Warm a glass of carbonated drink and it loses CO2 to the atmosphere. You can choose to define CO2 sensitivity to climate; it is just as valid as the converse. In a model world you are master of the universe, and can choose the definitions that suit you.

davidmhoffer
April 3, 2013 8:19 pm

Physics Major;
Well, I guess that I was hoping that someone like Steven Mosher would enlighten me. But silence speaks volumes.
>>>>>>>
I’m not certain what it is you are asking for. Or are you trying to make a point? If so what? If you’re looking for an explanation from Mosher… good luck with that too 😉
The IPCC definition doesn’t answer the question, and cannot be verified by measurement in any event. In fact, if you read carefully, they even say that the concept of Radiative Forcing cannot be directly reconciled with Surface Forcing.
I suppose we could go back to the Third Assessment Report where they talk about sensitivity in the context of the Earth’s “effective black body temperature”. That’s different from the surface temperature. If you were to measure the “temperature” of earth from space using an IR thermometer, you’d get something in the range of -18 C because you’d be measuring (well sort of anyway) an average of the temperature from earth surface to TOA (top of atmosphere). So -18 C is the temp of earth as seen from space while +15 is the temp of earth at surface.
Now, we turn to CO2 in the absence of water vapour, feebacks, etc, and double it. In that scenario, the effective black body temperature of earth changes by, once equilibrium is returned to the system… exactly zero. So what has changed?
The amount of w/m2 entering the system (from solar radiance) and the amount leaving (from earth radiance) balance out exactly both before and after CO2 doubles. What changes is the number of times any given photon bounces between the CO2 molecules themselves.
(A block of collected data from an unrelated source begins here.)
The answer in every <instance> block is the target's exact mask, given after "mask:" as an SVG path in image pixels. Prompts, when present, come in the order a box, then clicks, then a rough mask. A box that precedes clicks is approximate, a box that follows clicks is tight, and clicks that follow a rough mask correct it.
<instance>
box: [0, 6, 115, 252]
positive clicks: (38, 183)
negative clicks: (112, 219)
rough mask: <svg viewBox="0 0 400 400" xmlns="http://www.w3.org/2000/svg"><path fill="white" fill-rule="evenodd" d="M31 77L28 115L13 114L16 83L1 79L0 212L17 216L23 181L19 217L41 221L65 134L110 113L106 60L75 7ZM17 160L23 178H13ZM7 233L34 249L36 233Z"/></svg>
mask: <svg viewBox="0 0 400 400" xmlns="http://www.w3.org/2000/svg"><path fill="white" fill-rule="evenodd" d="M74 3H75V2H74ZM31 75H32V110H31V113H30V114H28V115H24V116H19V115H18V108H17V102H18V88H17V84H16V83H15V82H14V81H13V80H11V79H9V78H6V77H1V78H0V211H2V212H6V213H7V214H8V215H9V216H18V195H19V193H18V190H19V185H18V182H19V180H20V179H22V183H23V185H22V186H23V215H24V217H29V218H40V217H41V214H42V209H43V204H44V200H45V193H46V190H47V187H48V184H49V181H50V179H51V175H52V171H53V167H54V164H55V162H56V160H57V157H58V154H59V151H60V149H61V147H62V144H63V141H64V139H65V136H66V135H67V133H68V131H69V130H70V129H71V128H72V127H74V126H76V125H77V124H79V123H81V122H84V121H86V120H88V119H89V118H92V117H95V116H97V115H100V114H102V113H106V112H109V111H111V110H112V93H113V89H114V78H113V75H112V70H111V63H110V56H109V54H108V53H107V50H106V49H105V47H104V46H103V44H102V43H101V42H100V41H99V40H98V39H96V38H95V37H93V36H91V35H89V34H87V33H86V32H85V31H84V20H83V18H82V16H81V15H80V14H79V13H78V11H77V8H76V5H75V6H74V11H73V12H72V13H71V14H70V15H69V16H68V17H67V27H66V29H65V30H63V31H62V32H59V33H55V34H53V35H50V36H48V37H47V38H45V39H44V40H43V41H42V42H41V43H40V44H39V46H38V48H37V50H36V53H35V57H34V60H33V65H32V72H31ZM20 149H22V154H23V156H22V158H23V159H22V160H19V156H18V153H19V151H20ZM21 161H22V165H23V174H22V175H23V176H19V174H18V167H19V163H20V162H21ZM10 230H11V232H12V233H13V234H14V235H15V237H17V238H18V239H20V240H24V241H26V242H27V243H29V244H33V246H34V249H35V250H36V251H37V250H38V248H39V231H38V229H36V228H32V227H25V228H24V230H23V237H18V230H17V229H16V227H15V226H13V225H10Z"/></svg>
With twice as much CO2, the photons get absorbed and re-emitted in a random direction a greater number of times before they finally hit a path where they can escape to space. So, even though the amount leaving and the amount coming in are the same, there are more of them after CO2 doubles and equilibrium is once again established.
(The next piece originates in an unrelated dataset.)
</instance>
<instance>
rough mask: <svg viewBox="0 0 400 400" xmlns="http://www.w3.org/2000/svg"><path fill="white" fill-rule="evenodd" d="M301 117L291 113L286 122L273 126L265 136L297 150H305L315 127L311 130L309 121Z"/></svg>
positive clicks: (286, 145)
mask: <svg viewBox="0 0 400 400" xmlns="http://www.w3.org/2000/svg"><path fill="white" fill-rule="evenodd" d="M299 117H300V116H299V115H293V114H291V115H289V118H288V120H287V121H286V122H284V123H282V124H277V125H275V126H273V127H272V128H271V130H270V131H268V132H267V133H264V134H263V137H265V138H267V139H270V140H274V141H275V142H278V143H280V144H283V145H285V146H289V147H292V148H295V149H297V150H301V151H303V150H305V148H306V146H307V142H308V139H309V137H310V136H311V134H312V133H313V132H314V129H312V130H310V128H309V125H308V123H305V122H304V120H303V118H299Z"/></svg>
Now if we calculate through some statistical methods that I was once adept at several decades longer ago than I care to admit, you can figure out how many “extra” downward travelling photons there would be at any given point in time. If you turn that into a total energy flux over time, you will get about 3.7 w/m2. There’s plenty of slop in that number depending on how you do the statistical analysis in the first place, but it is a decent approximation in my judgement.
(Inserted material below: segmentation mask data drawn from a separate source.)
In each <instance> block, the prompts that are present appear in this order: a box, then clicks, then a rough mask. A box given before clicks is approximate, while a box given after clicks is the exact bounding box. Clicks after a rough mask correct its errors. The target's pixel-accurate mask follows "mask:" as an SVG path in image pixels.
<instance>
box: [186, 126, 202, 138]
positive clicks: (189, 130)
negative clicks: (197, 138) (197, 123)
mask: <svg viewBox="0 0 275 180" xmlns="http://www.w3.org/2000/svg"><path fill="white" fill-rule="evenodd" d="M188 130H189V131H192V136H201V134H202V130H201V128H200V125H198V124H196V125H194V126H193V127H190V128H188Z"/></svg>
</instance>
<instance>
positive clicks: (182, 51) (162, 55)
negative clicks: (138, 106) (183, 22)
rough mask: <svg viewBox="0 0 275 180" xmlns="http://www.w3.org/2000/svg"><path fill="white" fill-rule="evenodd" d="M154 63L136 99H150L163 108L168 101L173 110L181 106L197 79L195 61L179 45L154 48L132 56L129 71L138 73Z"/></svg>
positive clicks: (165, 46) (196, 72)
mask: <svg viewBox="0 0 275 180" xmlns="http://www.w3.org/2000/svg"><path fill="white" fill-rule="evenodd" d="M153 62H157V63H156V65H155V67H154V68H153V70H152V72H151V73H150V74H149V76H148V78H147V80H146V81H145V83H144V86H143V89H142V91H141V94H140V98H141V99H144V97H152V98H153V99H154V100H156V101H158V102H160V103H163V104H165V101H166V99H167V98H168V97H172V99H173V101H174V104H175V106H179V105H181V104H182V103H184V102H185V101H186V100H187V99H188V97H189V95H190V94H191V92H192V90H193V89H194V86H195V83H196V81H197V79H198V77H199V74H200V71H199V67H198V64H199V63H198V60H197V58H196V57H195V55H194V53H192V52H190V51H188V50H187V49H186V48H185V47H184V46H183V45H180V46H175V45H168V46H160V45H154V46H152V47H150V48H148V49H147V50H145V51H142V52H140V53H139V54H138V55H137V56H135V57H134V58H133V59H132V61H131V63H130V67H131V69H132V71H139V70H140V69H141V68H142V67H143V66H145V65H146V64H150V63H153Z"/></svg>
So, take SB Law, plus an additional 3.7 w/m2 into a temperature of -18 C, and you will get something on the order of 1 degree for a doubling of CO2.
Now there’s plenty wrong with that approach too, but I think that is roughly where the original CO2 doubling = 3.7 w/m2 = 1 degree came from. The reasoning is faulty because the effective black body temperature doesn’t actually change. What changes is the average altitude at which the effective black body temperature occurs. From there you have to make some assumptions about lapse rate and how uniform it is to arrive at an estimate of temperature change at surface… which as I’ve already explained, calculating an average of is a fool’s game.
Sorry there’s no clear answer. But that is exactly why this is such a complex field of science, and why you should be immediately suspicious of any explanation that seeks to give you a simple answer.
I forget the author, but the quote applies:
Complex difficult problems have simple, easy to understand, wrong answers.